Renée French, actor, nurse, just needed a little space

Before she died last month, Renée French was a nurse at New York Presbyterian Columbia Hospital. At some point before that, she rendered an unforgettable performance in downtown indie film icon Jim Jarmusch’s Coffee and Cigarettes as herself, or at least a version of herself with the same name, leafing through a gun magazine in a restaurant. She was poised and smoldering, gracefully insisting, to a persistently helpful waiter, that she be left alone to simply drink her coffee. “I really wish you hadn’t done that,” she says at one point, as he pours an unsolicited refill. “I had it the right color, the right temperature — it was just right.”
Coffee and Cigarettes was released in 2004, but French’s scene was shot some time during the preceding 18 years, during which Jarmusch filmed the movie’s 11 distinct stories. It’s not clear how much acting she subsequently did; IMDB lists just one other performance credit. Presumably, French might have found more work had her performance in Coffee been released sooner. (Jarmusch did try to do so, at one point reportedly nearing a deal to showcase the shorts on MTV before concerns about glorifying smoking scuttled things.)
After Jarmusch memorialized French on his Instagram, photographer Stephen Torton wrote about her recent life, saying in a comment, “Renee was a single mom and a front line nurse who died after months of near round the clock work.“ Another commenter wrote, “ She helped my mom when she was at her lowest during the peak of this pandemic. I’ll be forever grateful for her compassion and love for helping others.” French was a longtime New Yorker, and other friends remembered her working at and patronizing various downtown bars in the 1990s. “She cared about fellow humans,” one wrote. Jarmusch remembered her as “a truly rare and remarkable human being... kind, selfless, beautiful.”
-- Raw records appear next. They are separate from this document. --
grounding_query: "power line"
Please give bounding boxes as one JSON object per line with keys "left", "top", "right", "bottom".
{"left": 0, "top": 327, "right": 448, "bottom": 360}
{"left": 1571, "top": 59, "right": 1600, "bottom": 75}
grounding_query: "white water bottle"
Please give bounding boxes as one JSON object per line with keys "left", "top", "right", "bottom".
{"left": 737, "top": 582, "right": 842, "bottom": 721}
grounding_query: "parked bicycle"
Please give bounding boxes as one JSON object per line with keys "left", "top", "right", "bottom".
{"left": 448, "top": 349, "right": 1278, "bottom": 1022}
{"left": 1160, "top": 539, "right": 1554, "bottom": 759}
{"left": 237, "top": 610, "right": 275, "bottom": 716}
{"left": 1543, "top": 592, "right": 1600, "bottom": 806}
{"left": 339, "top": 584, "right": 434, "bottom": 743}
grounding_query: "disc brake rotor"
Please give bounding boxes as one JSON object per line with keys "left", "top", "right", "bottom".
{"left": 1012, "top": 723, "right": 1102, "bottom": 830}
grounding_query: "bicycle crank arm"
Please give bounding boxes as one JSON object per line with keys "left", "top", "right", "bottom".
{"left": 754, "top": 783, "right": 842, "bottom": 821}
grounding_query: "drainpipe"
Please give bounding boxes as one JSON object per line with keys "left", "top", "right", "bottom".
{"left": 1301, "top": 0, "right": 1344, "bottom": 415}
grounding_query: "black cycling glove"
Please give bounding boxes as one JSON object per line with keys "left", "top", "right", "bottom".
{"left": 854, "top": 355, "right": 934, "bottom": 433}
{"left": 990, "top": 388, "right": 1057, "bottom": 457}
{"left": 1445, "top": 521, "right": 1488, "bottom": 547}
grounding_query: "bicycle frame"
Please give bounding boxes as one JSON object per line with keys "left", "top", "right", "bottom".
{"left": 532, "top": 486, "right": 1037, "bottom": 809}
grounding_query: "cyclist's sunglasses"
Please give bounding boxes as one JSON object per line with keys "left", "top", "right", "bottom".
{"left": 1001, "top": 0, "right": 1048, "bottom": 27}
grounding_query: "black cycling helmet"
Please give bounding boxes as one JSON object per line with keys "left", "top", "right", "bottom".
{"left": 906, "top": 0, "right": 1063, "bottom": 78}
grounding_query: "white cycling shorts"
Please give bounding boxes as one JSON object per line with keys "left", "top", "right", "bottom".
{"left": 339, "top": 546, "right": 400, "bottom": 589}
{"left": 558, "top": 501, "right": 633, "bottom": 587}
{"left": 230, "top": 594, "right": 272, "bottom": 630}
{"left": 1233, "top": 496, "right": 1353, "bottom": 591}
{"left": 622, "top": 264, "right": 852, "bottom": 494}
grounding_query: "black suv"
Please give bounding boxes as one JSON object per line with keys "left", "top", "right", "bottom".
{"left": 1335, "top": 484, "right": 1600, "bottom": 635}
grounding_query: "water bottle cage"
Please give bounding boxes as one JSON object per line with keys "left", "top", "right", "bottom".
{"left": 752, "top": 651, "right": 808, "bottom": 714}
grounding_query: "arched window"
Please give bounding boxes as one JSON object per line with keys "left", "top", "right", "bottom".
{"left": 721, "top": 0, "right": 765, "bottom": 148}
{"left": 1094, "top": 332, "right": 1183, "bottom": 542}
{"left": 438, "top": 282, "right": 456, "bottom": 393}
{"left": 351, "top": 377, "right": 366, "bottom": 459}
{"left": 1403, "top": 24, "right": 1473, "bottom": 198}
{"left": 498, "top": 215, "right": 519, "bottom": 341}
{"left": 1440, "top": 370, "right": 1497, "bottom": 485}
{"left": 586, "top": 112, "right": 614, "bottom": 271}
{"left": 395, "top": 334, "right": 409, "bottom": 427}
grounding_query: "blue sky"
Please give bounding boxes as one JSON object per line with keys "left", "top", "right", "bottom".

It’s clear, in other social media posts, that French was grappling with the emotional toll of her work. At one point she wrote, as the pandemic waned, “I am struggling coming out of this ‘dream’.” Another time: “Just wanna have a few drinks and SLEEP.“
In the week and a half since I learned of French’s death, my thoughts have repeatedly returned to her. I saw Coffee for the first time maybe a month ago, part of a Jarmusch binge that began in March, as the city began its move indoors. In her work we see that peace is necessary for compassion, that providing solitude is as much an act of love as active care. I wish as a city and community we could have provided Renée with more of these things, and looking at what we together have gone through, and what many brave people have fought for, these last few days, I think they clearly are also needed by our most vulnerable citizens. Let people alone to live in peace, to care for others and to pursue happiness.